Dr. Zach: So the methods were a big change for me when I began my postdoc. I moved to a method that is still relatively new, called two-photon microscopy. You use a microscope to track changes in fluorescence. What is special about this technique is the “two-photon: part because you project light on tissue and when two photons of light converge, they change wavelength and the meaning of this is that you can detect changes of one photon, allowing very fine resolution. What we did was, we used viruses with construct that will only be expressed in certain cell types – and what will be expressed are fluorescent molecules. So specific cell types in the brain produce genes that give out specific products and now some are fluorescent and we can therefore track these cells. We looked at the shape of the axons of these cells. We looked at them before and right after learning and then looked at them after every week for two months to see the changes formed and every week to see if they were retained. We trained animals to learn something to see changes in connection between cells and to see if they’re maintained throughout the long period of time.
Q: Have you had any interesting discoveries in your research?

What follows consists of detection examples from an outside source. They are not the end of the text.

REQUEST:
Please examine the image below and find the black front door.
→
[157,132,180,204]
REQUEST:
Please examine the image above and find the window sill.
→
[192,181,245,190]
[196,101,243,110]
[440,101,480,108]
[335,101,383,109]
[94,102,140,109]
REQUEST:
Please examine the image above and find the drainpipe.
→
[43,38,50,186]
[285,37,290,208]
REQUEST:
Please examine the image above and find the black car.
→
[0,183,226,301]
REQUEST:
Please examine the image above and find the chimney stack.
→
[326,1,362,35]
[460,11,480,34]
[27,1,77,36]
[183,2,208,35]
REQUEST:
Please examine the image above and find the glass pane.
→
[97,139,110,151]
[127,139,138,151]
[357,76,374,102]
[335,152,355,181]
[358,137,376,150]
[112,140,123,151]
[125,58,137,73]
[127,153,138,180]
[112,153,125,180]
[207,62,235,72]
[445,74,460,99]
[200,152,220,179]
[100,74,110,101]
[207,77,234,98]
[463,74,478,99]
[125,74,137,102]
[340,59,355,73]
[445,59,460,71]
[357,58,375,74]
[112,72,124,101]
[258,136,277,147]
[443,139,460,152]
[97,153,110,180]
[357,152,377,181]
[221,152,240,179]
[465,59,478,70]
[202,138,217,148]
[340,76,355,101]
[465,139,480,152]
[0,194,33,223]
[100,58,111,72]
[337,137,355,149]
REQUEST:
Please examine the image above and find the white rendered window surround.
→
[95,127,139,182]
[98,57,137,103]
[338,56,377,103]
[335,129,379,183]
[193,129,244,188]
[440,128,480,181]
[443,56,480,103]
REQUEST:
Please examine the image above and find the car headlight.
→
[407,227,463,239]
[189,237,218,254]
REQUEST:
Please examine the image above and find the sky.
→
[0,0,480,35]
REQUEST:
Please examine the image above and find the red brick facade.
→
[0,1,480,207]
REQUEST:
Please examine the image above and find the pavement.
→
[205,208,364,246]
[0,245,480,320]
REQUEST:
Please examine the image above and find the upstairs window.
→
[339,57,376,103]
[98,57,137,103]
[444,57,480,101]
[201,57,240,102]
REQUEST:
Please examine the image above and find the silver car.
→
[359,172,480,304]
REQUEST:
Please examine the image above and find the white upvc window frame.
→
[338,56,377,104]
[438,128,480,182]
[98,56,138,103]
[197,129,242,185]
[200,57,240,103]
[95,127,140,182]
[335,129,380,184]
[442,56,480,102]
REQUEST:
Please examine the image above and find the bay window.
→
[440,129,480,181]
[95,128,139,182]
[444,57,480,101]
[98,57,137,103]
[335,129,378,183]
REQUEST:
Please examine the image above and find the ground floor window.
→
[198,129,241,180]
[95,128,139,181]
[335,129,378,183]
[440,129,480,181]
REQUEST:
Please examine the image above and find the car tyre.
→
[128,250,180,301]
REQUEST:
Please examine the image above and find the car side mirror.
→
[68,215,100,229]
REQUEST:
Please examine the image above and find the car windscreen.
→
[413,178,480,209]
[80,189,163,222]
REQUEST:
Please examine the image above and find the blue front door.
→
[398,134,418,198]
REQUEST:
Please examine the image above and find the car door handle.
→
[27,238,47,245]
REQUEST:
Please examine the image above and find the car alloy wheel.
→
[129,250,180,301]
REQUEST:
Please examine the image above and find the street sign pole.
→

A: There are two sides of the spectrum regarding theories on this matter. One theory is that every cell represents a small region. For example, in the primary motor cortex, a cell will control a small group of muscles computing some small subsets of activity. Other theory is that the cells act together to compute all possible movements. According to this theory, one cell can, in different context, generate different movements. We tried to advocate for a different theory that different cells take on different properties at different times. So for example, if a brain region is responsible for the arm movement and you’re trained to move your hand when you see the color green as opposed to the color red or you’re told to move to a certain sound, the cells in the motor cortex will respond to color green or sound with movement. So system will respond to whatever is important for behavior; they respond to whatever guides movement. But this changes in different contexts. Cells in the primary motor cortex originally didn’t respond to green light but after learning that it guides movement, the cells suddenly respond to green more than red. And if [monkeys] move to another task in which green light is meaningless cells don’t respond at all. If [monkeys] go back to the same task, then cells respond immediately. So we showed that the behavior of cells is dynamic, they represent different things at different times.